AyOK-Code / oscn_scraper

MIT License
1 stars 1 forks source link

Throw error if scraper returns a captcha form #21

Open sgelbart opened 2 years ago

sgelbart commented 2 years ago

Given that too many requests have been made to oscn and there is a captcha shown or invalid content shown When the scraper gets the html of the page raise a custom exception (so that the html is not saved or parsed).

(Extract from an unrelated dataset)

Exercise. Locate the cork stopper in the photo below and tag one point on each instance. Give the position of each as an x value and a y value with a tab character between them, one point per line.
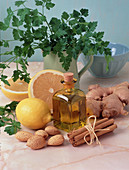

You will need to update this project as well as the oscn project to complete end to end testing.

End to end testing:

  1. Ensure there is a lockout by hitting 15 or more pages within a minute (if you have already filled out the captcha it may take up to 1000 to trigger it again)
  2. Run a scraper in sidekiq
  3. Confirm that the job fails in sidekiq with the correct error message
  4. Confirm that the html is not saved to an html table

Notes:

sgelbart commented 2 years ago

Sample html


<html>
  <head>
    <meta name="viewport" content="width=device-width, minimum-scale=1, initial-scale=1">  
    <title>reCAPTCHA demo: Simple page</title>
    <script src="https://www.google.com/recaptcha/api.js" async defer></script> 
    <style>
        .form_container {
            padding-top: 2rem;
            width: 304px;
            text-align: center;
            margin: auto;
        }   
        .form_container input[type='submit'] {
            padding: 0.75rem;
            text-transform: uppercase;
        }
    </style>
  </head>
  <body>
    <div class="form_container">
    <form action="/recaptcha/recaptcha.aspx" method="POST">
      <div class="g-recaptcha" data-sitekey="6Ldu8X0UAAAAAMhAy59I5kHOnLqZ6xlCipROyOZE"></div>
      <br/>
      <input type="submit" value="Submit">
      <input type='hidden' id='source_uri' name='source_uri' value='L2RvY2tldHMvR2V0Q2FzZUluZm9ybWF0aW9uLmFzcHg/ZGI9dHVsc2EmbnVtYmVyPVRSLTIwMjItNzQzOQ=='>
      </script>
    </form>
    </div>
  </body>
</html>